To be clear, I actually left Google last fall. I now work at OpenAI where I lead the new Clarity team, which works neural network interpretability -- basically, can we take a trained neural network and turn it into something like code that a human can understand? Leading a team means that I do even less individual research and writing. Sometimes I miss being an individual contributor, but I think it's the right call. I get to build an environment where others can focus on a kind of research I think is really important for the world and teach and support them.
One thing we're thinking a lot about how you can transition from "what" a neural network represents to "how does it mechanistically do that"? I hope we'll publish on that in the next couple of months.
By the way, while I'm flattered by the esteem it implies, I'd generally rather people not refer to us as the "Olah Team", just as you wouldn't refer Google Brain as "Jeff Dean Research" or MILA as "Yoshua Bengio Institute" or OpenAI as "Sutskever AI", etc. I think academic culture of branding groups after the PI is kind of unhealthy.
My teammates are doing the hard work and I see my position as a team lead as just to serve and support them. :)
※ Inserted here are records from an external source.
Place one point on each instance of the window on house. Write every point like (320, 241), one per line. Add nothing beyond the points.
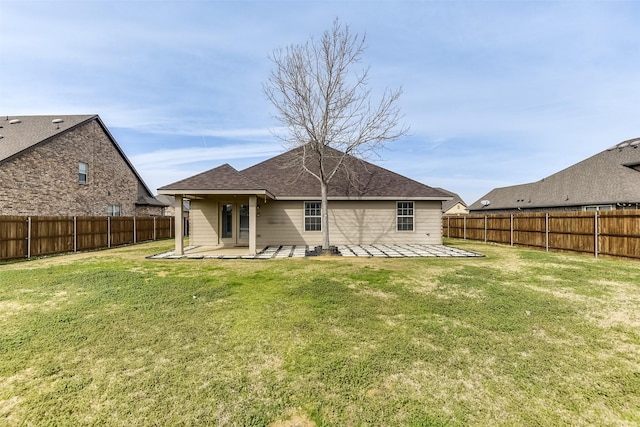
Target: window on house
(599, 208)
(404, 216)
(82, 172)
(312, 216)
(113, 210)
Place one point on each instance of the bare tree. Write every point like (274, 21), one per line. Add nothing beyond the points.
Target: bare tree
(324, 105)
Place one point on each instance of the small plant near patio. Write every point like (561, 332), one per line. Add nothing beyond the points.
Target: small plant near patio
(518, 337)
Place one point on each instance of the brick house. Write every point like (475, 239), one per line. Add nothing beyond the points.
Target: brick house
(68, 165)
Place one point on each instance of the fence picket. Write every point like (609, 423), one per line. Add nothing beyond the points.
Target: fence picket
(613, 233)
(32, 236)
I'm deeply interested in these topics, but I'm not so good at them. I have gotten much further than I ever would because of efforts like these.
Thanks for being you.
Happy for Chris's decision to be at the big G doing his research, but it seems every researcher/engineer is obsessed with being at the big tech companies being on their resume, which is such a shame.
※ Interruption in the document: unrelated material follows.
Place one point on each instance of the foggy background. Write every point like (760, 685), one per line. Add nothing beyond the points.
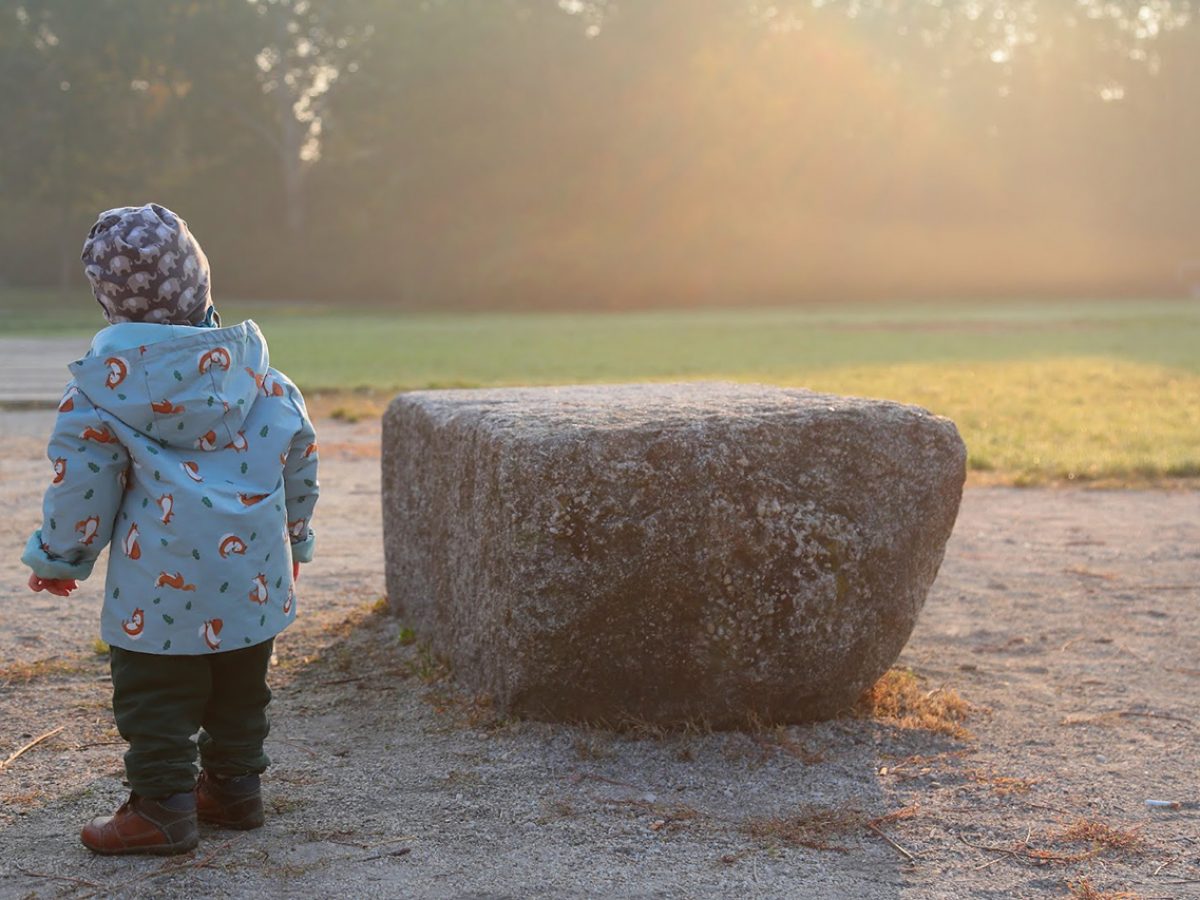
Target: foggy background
(559, 154)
But obviously chose Google.
Unfortunately, the Fellowship only lasts for two years. Towards the end, it was actually super stressful. How could I support myself while continuing to work on what I thought was important? And if I wanted to live in the Bay Area, how could I event get immigration status to work and live there?
Getting to work at Google Brain at this point let me continue to do what I was doing before -- many of my blog posts, including the one being discussed here, were written while I was at Brain.